In 2013, then-Prime Minister Tony Abbott launched a “war on red tape and green tape”, which he claimed was “suffocating” Australian businesses. The Coalition government even announced a special cutting of red tape day.
No doubt Abbott was able to point to some idiotic and bureaucratic regulations to win public support for cutting so-called red tape that was actually protecting the public or the environment, to allow the corporate rich to pillage and plunder.
But this drive to cut red tape did not begin with Abbott. It began in the 1980s when the Bob Hawke Labor government, followed by the John Howard Coalition government, followed the lead of Margaret Thatcher’s Tory government in Britain by privatising and deregulating the economy.
One of the areas to be deregulated was the building industry.
People often have a naïve belief that governments are looking after safety standards of roads, bridges, buildings, food and other basic aspects of society. Even many conservative people want governments to ensure the profit-making imperative of big corporations does not jeopardise public safety.
But this is not always the case, especially since deregulation came in.
Who would have thought a prestigious building such as the 36-floor Opal Tower would crack because it had been built using “lower strength concrete” with “under-designed” critical support beams.
Hundreds of residents had to be evacuated on Christmas Eve when the building cracked. More than 200 apartments are still empty, with residents too scared to return and living in temporary accommodation.
Numerous deficiencies were revealed in a NSW government report released on February 22. During the construction of the Opal Tower, worried construction workers raised issues about the construction methods, but were ignored.
Meanwhile, the Victorian government has completed an audit of the huge signs on freeways and tollways after a sign fell on top of a car in January. The audit found three signs, including the one that fell on the car, had been installed without a steel plate.
Once, there was a strict inspection system so a huge freeway sign could not be installed while missing a steel plate.
In another Melbourne case, the Victorian Civil and Administrative Tribunal (VCAT) handed down a decision regarding the Lacrosse building. The Lacrosse building is notorious in Melbourne for a fire that engulfed the building after the flammable cladding on the outside caught fire.
The VCAT judge ordered the owners be paid $5.7 million in damages plus most of the balance of their $12.7 million claim. While this sounds like a lot of money, most of it will be eaten up by the cost of removing the flammable cladding.

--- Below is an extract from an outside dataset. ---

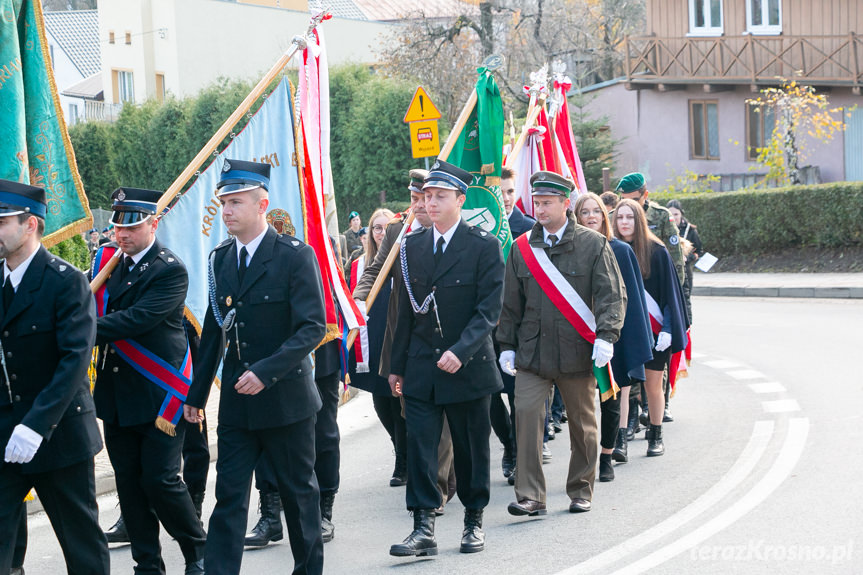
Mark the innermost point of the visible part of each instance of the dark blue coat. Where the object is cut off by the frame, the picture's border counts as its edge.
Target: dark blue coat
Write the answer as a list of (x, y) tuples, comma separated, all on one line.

The VCAT decision puts most of the responsibility on the fire engineer, the certifier and the architect. But the developer, LU Simon, got away relatively unscathed by only being forced to pay 3% of the damages.

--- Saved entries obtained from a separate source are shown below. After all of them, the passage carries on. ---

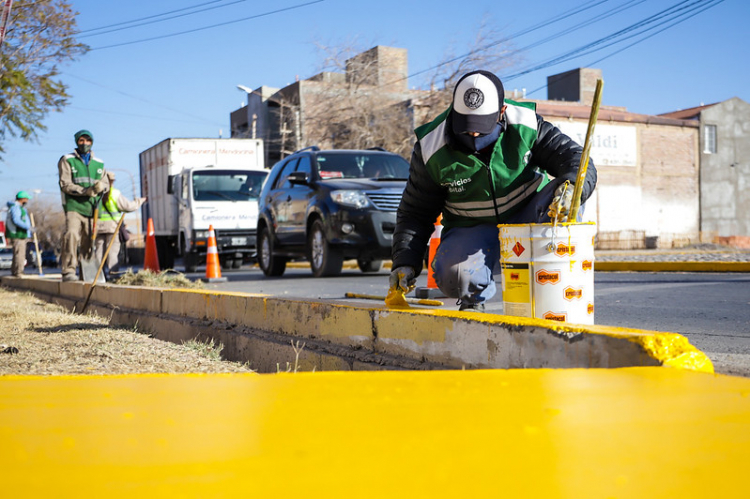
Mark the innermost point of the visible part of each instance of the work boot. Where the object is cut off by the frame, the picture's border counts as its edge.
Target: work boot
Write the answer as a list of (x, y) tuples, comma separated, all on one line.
[(466, 306)]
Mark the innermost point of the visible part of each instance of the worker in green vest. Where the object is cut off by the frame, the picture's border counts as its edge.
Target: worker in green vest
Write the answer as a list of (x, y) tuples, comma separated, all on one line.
[(113, 205), (484, 161), (82, 183), (17, 231)]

But there is another culprit in these disasters. UNSW Adjunct Lecturer in Architecture Geoff Hanmer wrote in The Conversation:
“Those who eased the regulatory framework in place in Australia since the late 1980s, share culpability with the consultants for the fires at Lacrosse and Neo200. Until the early 1990s, Australian building codes prohibited the use of combustible elements on the facades of tall buildings. Throughout the 1990s, the then Building Code of Australia (now the National Construction Code or NCC) was relaxed to a ‘performance standard’, which allowed builders and consultants to believe aluminium composite panels and timber were permissible.
“By 2000, despite plenty of evidence that these panels were combustible and therefore not suitable as facade material on tall buildings, the market for them continued to grow. The Australian Building Codes Board did nothing about this, encouraging a potentially fatal error.”
Instead of using the National Construction Code to protect people from dodgy developers, the federal government has used it to attack workers and their unions by reducing workers’ rights on the job. This usually means a decline in safety.